Lichen sclerosus is diagnosed clinically; however, vulvar biopsy is recommended due to the association of lichen sclerosus with vulvar cancer.  Treatment is with high-potency topical corticosteroids, which decreases inflammation, resolves symptoms, and reduces the risk of malignancy.  In those in whom initial biopsy is deferred, biopsy is required if the lichen sclerosus is refractory to treatment.

(Choice A)  Atopic dermatitis (ie, eczema) can present with intense pruritus.  In contrast to this patient, those with atopic dermatitis typically have erythematous papules and vesicles.  In addition, new-onset atopic dermatitis typically occurs in children age <5.

(Choice B)  Vulvar lichen planus is an autoimmune condition that typically presents with pruritic, purple plaques that are sometimes associated with thin, white striae around the labia and vulva (ie, Wickham striae).

(Choice D)  Lichen simplex chronicus occurs secondary to repetitive scratching.  Patients develop a hyperplastic response that causes thickened, leathery skin, which is not seen in this patient.

(Choice E)  A pinworm infection, although more common in children, can occur in adults and presents as intense nocturnal perianal pruritus.  Patients may have excoriations but no other associated lesions.

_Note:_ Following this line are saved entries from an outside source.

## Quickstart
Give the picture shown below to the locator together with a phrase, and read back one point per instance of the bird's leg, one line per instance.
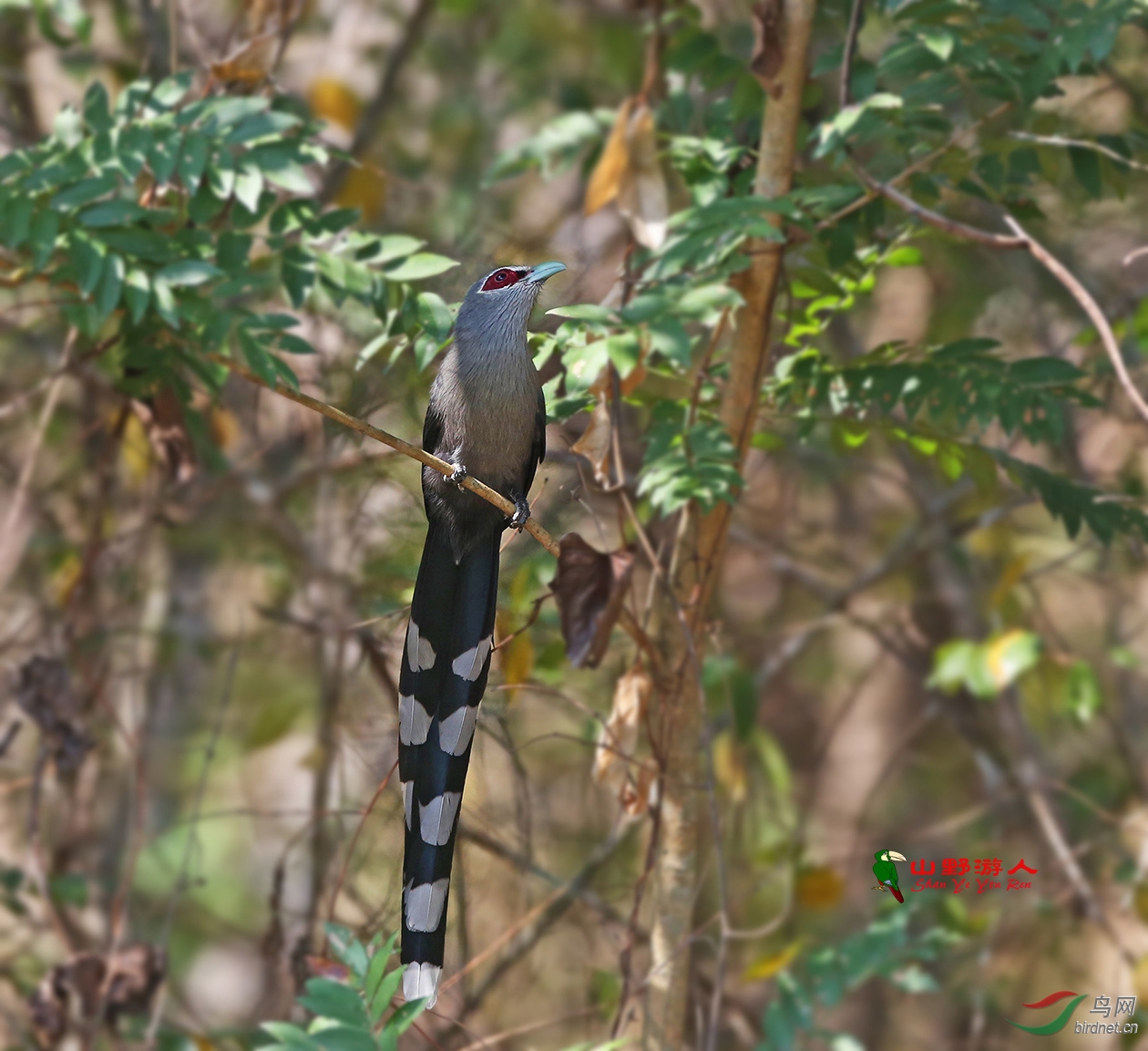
(521, 513)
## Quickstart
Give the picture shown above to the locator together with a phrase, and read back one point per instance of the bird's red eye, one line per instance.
(500, 279)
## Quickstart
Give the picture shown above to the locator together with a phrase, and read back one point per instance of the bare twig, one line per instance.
(376, 108)
(10, 539)
(185, 861)
(1078, 144)
(361, 427)
(1090, 305)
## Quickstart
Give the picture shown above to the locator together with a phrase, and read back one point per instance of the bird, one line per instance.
(886, 871)
(487, 416)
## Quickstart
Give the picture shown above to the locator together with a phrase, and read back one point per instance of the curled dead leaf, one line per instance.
(641, 198)
(768, 45)
(619, 736)
(589, 588)
(45, 695)
(596, 440)
(630, 172)
(120, 984)
(608, 175)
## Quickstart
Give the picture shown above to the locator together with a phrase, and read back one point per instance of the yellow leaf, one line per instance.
(608, 175)
(135, 449)
(365, 189)
(334, 101)
(224, 428)
(767, 966)
(66, 577)
(819, 887)
(729, 767)
(1010, 577)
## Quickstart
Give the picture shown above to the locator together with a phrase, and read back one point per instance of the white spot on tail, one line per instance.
(422, 980)
(436, 819)
(414, 721)
(469, 665)
(455, 732)
(407, 796)
(424, 905)
(419, 652)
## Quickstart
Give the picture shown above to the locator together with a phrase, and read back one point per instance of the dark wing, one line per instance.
(432, 429)
(538, 448)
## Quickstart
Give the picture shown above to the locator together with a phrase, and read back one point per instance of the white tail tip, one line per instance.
(422, 980)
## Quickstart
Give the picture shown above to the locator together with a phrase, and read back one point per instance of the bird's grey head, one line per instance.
(495, 313)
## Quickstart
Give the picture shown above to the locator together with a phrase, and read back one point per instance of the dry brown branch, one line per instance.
(361, 427)
(1090, 305)
(12, 538)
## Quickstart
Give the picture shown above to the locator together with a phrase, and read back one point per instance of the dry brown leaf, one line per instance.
(250, 63)
(589, 588)
(768, 46)
(120, 984)
(45, 695)
(641, 198)
(819, 887)
(619, 736)
(637, 795)
(596, 440)
(608, 175)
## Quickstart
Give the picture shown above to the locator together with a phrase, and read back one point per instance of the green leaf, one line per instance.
(334, 1001)
(164, 301)
(434, 314)
(290, 1035)
(97, 107)
(1081, 692)
(111, 214)
(419, 266)
(189, 273)
(84, 192)
(405, 1015)
(111, 285)
(250, 186)
(193, 160)
(343, 1037)
(257, 357)
(586, 312)
(137, 293)
(43, 235)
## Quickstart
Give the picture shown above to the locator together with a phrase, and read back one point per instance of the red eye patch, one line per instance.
(500, 279)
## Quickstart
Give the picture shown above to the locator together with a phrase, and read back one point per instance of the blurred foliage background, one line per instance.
(928, 632)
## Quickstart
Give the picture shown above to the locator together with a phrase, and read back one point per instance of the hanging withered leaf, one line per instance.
(643, 199)
(630, 172)
(618, 737)
(596, 440)
(589, 588)
(608, 175)
(768, 45)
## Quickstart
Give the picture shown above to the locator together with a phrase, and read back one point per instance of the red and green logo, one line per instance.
(1061, 1019)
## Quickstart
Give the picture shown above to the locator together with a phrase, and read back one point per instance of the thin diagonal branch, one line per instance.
(479, 489)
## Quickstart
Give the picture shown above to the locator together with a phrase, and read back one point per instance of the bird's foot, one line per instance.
(521, 513)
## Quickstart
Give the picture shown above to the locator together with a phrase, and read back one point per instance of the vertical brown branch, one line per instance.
(698, 551)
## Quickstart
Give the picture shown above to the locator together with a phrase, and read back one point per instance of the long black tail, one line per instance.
(446, 662)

(Choice F)  Vulvovaginal atrophy (ie, genitourinary syndrome of menopause) can present with vulvar pruritus, thinned vulvar skin, and fusion of the labia minora that causes narrowing of the vaginal introitus.  Vulvovaginal atrophy does not commonly involve the perianal region, making this diagnosis less likely.

Educational objective:
Vulvar lichen sclerosus is a chronic inflammatory disorder that causes intense vulvar pruritus.  Examination findings include thin, wrinkled vulvar skin, often with perianal involvement.  Treatment is with high-potency topical corticosteroids.